The big surprise in the Government’s Cost of Energy review by energy economist Dieter Helm is that fracking gets just one mention; and only then in a global rather than UK context:
“Technological change within the energy sector is profound. Fracking and shale oil and shale gas have already changed global energy markets.”
Helm continues to view gas as a “transition fuel” to bridge the gap between the closure of Britain’s ageing coal and nuclear power stations and a new low-carbon system based around renewables, biomass and nuclear. However, there is no attempt to pretend that domestic shale gas will be cheaper than conventional gas supplies from the North Sea or imported from elsewhere in the world.
Crucially, the review finally gives voice to perhaps the single biggest barrier to the adoption of low-carbon energy technologies:
“It is not particularly difficult to set out what an efficient energy system might look like which meets the twin objectives of the climate change targets and security of supply. There would, however, remain a binding constraint: the willingness and ability to pay for it. There have to be sufficient resources available, and there has in a democracy to be a majority who are both willing to pay and willing to force the population as a whole to pay. This constraint featured prominently in the last three general elections, and it has not gone away.”
The fallout from ignoring this constraint is playing out as we speak in Australia, where there has been a large voter revolt against high green energy prices; spurred on by Trumpian outbursts from climate change denying politicians like former Prime Minister Tony Abbott. However, the same calculation applies to all forms of energy generation. At several points in the review, Helm is as clear as his remit allows that the Hinkley Point C nuclear plant is a complete turkey that will add unnecessary costs to energy bills for decades to come. In the same vein, Helm will no doubt be aware of the growing investment issues affecting the UK fracking companies together with a clear government shift away from the kind of unconditional support for fracking that came from David Cameron’s government.
So while Helm does not explicitly rule out UK fracking as part of the future energy mix, he does not give it the anticipated gushing praise either. And this is significant. The Review is not Helm’s work alone:
“In preparing this review I have been extremely well assisted by a BEIS team, led by Jeremy Allen. He has been a great help and support, and his team have displayed all that is great in the British civil service. Particular thanks go to Harriet Arscott, Thomas Willems, Adam Bell, Andrew Robertson, Charlotte Fleetwood, and officials across the Department.”

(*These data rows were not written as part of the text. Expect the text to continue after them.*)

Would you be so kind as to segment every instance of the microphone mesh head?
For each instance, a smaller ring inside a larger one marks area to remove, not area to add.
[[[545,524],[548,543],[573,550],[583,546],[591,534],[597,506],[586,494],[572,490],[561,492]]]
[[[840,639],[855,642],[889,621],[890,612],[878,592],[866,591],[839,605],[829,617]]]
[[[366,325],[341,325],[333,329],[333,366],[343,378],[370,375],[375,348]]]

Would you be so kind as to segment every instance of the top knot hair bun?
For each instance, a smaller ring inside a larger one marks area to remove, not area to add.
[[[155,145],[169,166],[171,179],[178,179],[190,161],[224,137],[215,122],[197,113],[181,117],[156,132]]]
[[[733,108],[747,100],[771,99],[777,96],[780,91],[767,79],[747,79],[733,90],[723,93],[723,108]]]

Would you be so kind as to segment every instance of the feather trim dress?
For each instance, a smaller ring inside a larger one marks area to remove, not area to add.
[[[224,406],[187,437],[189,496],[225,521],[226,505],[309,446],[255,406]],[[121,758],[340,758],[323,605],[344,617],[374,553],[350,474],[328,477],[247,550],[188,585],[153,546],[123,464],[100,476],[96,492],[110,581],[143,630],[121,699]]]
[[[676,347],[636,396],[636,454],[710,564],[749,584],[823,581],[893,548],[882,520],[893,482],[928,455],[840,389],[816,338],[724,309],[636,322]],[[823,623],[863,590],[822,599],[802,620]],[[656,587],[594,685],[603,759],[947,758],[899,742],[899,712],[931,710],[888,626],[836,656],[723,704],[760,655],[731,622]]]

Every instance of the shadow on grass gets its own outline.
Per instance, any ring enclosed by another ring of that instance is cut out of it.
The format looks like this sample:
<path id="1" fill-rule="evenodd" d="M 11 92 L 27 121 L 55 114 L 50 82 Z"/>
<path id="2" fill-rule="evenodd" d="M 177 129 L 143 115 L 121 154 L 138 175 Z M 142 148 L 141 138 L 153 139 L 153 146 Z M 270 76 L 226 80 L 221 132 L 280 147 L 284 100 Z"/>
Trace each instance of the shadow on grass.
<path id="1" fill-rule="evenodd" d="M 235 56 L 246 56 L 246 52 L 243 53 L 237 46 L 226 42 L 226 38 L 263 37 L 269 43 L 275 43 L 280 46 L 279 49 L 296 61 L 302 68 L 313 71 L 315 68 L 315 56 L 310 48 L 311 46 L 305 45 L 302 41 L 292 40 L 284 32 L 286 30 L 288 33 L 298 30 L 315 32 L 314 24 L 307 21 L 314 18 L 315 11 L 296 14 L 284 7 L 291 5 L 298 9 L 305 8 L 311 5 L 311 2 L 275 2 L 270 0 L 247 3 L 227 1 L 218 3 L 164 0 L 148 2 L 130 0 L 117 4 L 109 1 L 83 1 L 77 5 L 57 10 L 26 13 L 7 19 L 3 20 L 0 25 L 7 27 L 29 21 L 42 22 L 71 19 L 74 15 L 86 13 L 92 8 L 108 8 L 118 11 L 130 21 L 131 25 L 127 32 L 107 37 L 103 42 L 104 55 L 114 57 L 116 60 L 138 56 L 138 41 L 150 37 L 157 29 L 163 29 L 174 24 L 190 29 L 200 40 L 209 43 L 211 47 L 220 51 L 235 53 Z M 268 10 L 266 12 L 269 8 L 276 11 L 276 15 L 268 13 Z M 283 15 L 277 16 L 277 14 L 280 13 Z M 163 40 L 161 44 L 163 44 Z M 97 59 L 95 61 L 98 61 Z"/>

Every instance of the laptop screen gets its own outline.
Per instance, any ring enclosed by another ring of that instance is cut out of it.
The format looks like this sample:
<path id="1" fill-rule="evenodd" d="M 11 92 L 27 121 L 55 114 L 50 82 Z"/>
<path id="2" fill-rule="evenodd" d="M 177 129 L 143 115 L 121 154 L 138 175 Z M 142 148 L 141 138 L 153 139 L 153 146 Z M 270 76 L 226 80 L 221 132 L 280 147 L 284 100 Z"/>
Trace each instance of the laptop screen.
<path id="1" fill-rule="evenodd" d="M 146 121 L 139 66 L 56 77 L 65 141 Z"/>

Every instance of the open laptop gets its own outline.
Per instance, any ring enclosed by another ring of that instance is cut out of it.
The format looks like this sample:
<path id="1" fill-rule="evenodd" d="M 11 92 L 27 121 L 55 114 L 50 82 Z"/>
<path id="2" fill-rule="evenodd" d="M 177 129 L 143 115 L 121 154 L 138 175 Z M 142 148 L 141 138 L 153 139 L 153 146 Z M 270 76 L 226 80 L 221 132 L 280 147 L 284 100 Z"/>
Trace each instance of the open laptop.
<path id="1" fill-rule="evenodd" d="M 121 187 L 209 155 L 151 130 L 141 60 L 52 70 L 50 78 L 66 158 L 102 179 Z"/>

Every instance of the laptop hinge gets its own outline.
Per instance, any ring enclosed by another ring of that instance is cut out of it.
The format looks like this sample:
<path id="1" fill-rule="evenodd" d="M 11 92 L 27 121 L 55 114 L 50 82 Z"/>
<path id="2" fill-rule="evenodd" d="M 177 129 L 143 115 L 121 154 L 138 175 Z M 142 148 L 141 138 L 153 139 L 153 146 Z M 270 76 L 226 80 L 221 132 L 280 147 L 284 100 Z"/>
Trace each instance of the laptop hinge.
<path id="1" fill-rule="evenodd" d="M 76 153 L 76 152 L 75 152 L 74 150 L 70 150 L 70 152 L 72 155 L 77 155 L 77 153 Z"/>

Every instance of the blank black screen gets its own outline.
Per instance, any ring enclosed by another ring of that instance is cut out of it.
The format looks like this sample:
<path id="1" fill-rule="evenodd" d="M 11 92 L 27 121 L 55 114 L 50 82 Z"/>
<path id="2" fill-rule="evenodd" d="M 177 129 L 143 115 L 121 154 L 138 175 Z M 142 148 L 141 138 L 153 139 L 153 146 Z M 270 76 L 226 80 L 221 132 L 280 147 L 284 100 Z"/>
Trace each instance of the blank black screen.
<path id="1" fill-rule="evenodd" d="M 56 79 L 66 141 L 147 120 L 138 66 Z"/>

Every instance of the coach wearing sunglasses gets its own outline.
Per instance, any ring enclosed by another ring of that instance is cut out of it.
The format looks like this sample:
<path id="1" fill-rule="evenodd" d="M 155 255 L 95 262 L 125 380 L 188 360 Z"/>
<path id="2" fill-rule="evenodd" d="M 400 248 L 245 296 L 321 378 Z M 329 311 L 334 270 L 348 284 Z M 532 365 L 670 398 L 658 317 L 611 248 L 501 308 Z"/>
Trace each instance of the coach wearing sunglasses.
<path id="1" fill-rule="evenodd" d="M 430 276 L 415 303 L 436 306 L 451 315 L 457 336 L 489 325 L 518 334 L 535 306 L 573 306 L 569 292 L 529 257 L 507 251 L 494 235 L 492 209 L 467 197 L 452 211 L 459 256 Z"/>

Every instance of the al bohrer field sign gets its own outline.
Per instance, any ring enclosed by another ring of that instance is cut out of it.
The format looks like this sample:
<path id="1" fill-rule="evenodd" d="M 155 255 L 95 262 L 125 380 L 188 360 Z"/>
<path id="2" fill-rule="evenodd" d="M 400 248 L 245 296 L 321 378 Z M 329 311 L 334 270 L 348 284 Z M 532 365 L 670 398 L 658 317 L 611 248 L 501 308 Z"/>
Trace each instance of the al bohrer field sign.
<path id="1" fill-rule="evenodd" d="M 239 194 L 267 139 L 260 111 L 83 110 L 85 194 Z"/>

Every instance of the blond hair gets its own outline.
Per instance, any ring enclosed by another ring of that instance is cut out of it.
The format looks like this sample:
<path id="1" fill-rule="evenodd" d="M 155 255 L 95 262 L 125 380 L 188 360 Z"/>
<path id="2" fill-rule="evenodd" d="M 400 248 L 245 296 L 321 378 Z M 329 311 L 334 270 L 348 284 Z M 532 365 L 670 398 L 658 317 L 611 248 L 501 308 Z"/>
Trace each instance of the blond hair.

Anyone who has ever sat on a government committee (I have sat on several) will understand all too well that among the other roles that senior civil servants have in supporting reviews is that of ensuring that the reviewer(s) do not stray too far into territory that the government would prefer they stayed away from. To put it another way; had the government wanted a review that placed UK fracking at the centre of UK energy policy, those civil servants would have made sure Helm delivered one.
Does this mean that UK fracking is finished? Far from it. If – and it is a big if – the fracking companies can secure the private investment required to move from inconclusive small scale test drilling to full scale profitable gas recovery without government support, it is unlikely that the UK government will stand in their way. But the days when David Cameron and George Osborne fawned over the UK frackers appear to be behind us.
What seems to have changed is that rose tinted spectacles fell from ministers’ eyes after the fracking industry approached them for financial support last year. As it became clear that, aside from a handful of sweet spots, the US fracking industry was never going to turn a profit, so the fantasy that an immature UK industry could be anything other than loss-making disintegrated. With Institutional investors like Barclays pulling their funding, and with geologists warning that the UK has the wrong kind of shale and geographers pointing out that most of it is inaccessible, the UK government looks to be turning its gaze instead to its last best hope of keeping the lights on – next generation renewables.
That the Helm review has turned out to be a proposal to create a market place that allows the development of renewables, smart regional and national grids, and the research and development of storage technologies, gives the lie to the idea that gas has more than a secondary part to play in Britain’s energy future. While in the short term we will continue to utilise North Sea gas and gas imported from elsewhere in the world, it seems increasingly clear that UK hydraulically fractured shale gas is not going to be part of even that energy mix.